Goel K M, Sweet E M, Logan R W, Warren J M, Arneil G C, Shanks R A
Lancet. 1976 May 29;1(7970):1141-5. doi: 10.1016/s0140-6736(76)91538-5.
200 Asian 300 African, Chinese, or Scottish children were examined for clinical, biochemical, and radiological evidence of vitamin-D deficiency. Among the Asians there were 10 with florid rickets and 15 with subclinical rickets. Among the African, Chinese, and Scottish children there were no cases of florid rickets and only 7 cases of subclinical rickets (3 African, 3 Chinese, and 1 Scottish). Loss of metaphyseal definition is considered to be the radiological pattern of minimal active rickets and metaphyseal bands to represent the healing stage. Serum 25-hydroxycholecalciferol concentrations were low in clinical and subclinical minimal active rickets although there was some overlap with the wide range found in the "normal" group. Elevated serum-alkaline-phosphatase levels alone should not be regarded as indicating vitamin-D deficiency. The continuing prevalence of rickets in Asian children and in particular among schoolchildren warrants immediate action, which is long overdue.

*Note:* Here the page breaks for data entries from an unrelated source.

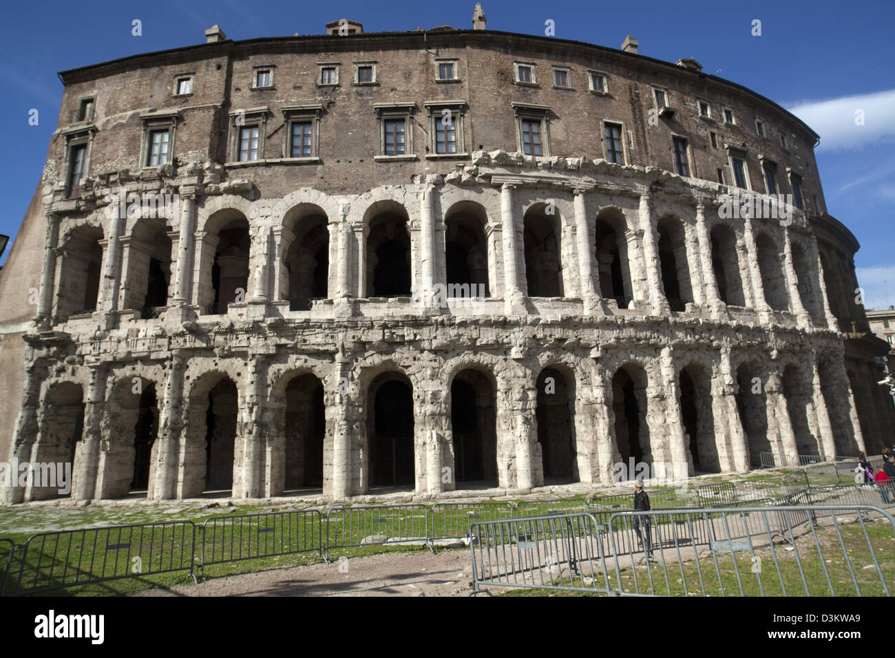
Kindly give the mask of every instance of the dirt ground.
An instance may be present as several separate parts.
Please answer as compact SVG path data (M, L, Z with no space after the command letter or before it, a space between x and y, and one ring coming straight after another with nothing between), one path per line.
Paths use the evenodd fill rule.
M468 551L383 553L149 589L134 596L465 596Z

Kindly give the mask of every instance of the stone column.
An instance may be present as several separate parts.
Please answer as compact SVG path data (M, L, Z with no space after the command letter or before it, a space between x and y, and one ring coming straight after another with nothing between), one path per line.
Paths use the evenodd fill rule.
M595 303L600 300L600 273L593 267L594 238L591 235L590 222L587 218L586 191L575 191L575 227L578 239L578 276L581 278L581 296L584 302L584 312L592 313Z
M659 275L658 230L652 221L652 200L649 192L640 195L640 230L643 231L644 261L646 264L646 282L649 288L647 299L657 315L669 315L671 312Z
M183 440L185 429L182 406L185 365L183 357L175 353L171 357L167 376L165 378L158 434L156 445L153 446L153 459L149 468L149 491L147 498L151 500L175 498L179 489L180 443Z
M500 188L500 218L503 223L504 305L507 315L523 315L524 293L519 277L518 222L513 206L516 185L505 183Z
M800 327L810 327L811 317L802 303L802 295L798 292L798 277L792 264L792 243L789 241L789 231L783 230L783 272L786 275L786 286L789 296L789 308L798 320Z
M180 188L180 237L177 240L177 284L169 305L182 306L198 303L191 295L192 290L193 260L196 251L196 190L192 185Z
M718 281L715 269L712 266L712 238L705 224L705 205L696 204L696 239L699 244L699 269L703 274L705 290L705 303L717 316L724 308L724 303L718 296Z
M47 329L53 320L53 292L56 270L56 247L59 242L59 216L47 216L47 236L44 246L44 261L40 269L40 296L38 300L38 324Z

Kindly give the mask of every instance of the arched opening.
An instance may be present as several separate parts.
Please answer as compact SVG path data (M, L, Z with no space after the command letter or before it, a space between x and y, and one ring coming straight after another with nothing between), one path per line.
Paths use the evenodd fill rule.
M99 244L102 239L103 231L97 226L78 226L69 234L56 301L59 321L97 310L103 266L103 248Z
M753 468L762 466L762 453L773 452L768 439L766 381L751 363L740 363L737 369L737 410L739 422L749 446L749 464Z
M208 394L205 414L205 491L233 489L234 449L239 394L229 377L218 381Z
M617 228L624 235L626 224L621 213L612 210L597 215L596 257L600 272L600 293L615 299L618 308L626 309L634 298L627 265L627 244L618 242Z
M680 414L687 436L695 471L720 473L712 411L712 372L703 366L687 365L680 372Z
M367 296L411 295L410 232L407 212L396 203L380 201L368 224Z
M788 311L789 296L777 244L766 233L761 233L755 237L755 248L758 250L758 269L762 275L764 301L774 311Z
M165 219L149 218L134 225L126 251L122 308L139 309L143 318L167 306L171 281L171 238Z
M310 310L314 299L328 296L329 230L322 209L303 203L283 218L289 242L283 249L280 299L289 300L290 311Z
M450 387L450 421L456 482L498 483L497 392L482 372L467 369Z
M563 296L558 214L549 217L545 205L538 203L525 213L524 225L528 296Z
M712 229L711 241L712 269L718 284L718 297L729 306L746 306L737 234L729 226L718 224Z
M615 416L616 444L628 479L640 464L652 469L652 451L650 428L646 421L646 372L639 365L629 363L616 371L612 377L612 412ZM631 463L634 468L631 468Z
M804 370L795 365L788 365L783 370L783 396L798 455L820 454L817 438L812 432L814 424L811 421L814 414L813 390L814 387Z
M448 296L488 297L488 223L478 203L460 201L445 218L445 265Z
M684 311L693 302L693 287L686 260L686 235L675 217L659 220L659 264L665 298L672 311Z
M802 305L816 324L825 324L817 261L808 258L805 248L795 241L792 243L792 265L796 270L797 287Z
M575 459L575 379L555 368L538 376L538 442L541 444L544 483L578 482Z
M371 484L413 490L413 390L410 380L397 372L384 372L371 383L367 400Z
M286 387L284 491L323 486L323 442L326 437L323 383L301 375Z
M44 398L44 414L35 458L38 463L47 464L47 468L33 474L33 500L68 498L72 495L75 452L84 432L84 409L81 384L64 381L47 391ZM60 491L66 488L67 491Z

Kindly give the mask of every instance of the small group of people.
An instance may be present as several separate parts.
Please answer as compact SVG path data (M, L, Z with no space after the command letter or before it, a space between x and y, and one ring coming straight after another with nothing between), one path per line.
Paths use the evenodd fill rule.
M891 498L890 489L895 485L895 452L888 448L882 449L882 468L874 473L867 457L862 452L857 457L858 473L864 474L864 482L868 486L876 486L880 490L882 502L888 505Z

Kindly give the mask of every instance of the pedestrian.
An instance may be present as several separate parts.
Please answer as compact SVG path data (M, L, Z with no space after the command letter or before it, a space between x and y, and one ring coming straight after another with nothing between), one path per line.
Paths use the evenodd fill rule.
M650 510L650 497L644 491L643 480L637 480L634 483L634 510L635 512L646 512ZM646 533L645 540L640 532L641 525L643 525L644 531ZM650 528L650 517L635 517L634 532L637 534L637 539L640 540L640 545L644 547L647 559L652 560L652 534Z

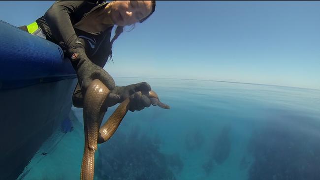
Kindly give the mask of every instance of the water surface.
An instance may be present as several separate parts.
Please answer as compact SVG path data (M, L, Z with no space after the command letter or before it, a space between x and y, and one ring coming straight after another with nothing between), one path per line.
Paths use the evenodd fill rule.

对200名亚洲儿童、300名非洲、中国或苏格兰儿童进行了检查,以寻找维生素D缺乏的临床、生化和放射学证据。在亚洲儿童中,有10例患有典型佝偻病,15例患有亚临床佝偻病。在非洲、中国和苏格兰儿童中,没有典型佝偻病病例,只有7例亚临床佝偻病(3例非洲儿童、3例中国儿童和1例苏格兰儿童)。干骺端清晰度丧失被认为是轻度活动性佝偻病的放射学表现,干骺端带则代表愈合阶段。临床和亚临床轻度活动性佝偻病患者的血清25-羟胆钙化醇浓度较低,尽管与“正常”组的广泛范围存在一些重叠。仅血清碱性磷酸酶水平升高不应被视为维生素D缺乏的指征。亚洲儿童尤其是学龄儿童中佝偻病的持续流行情况需要立即采取行动,而这早就该进行了。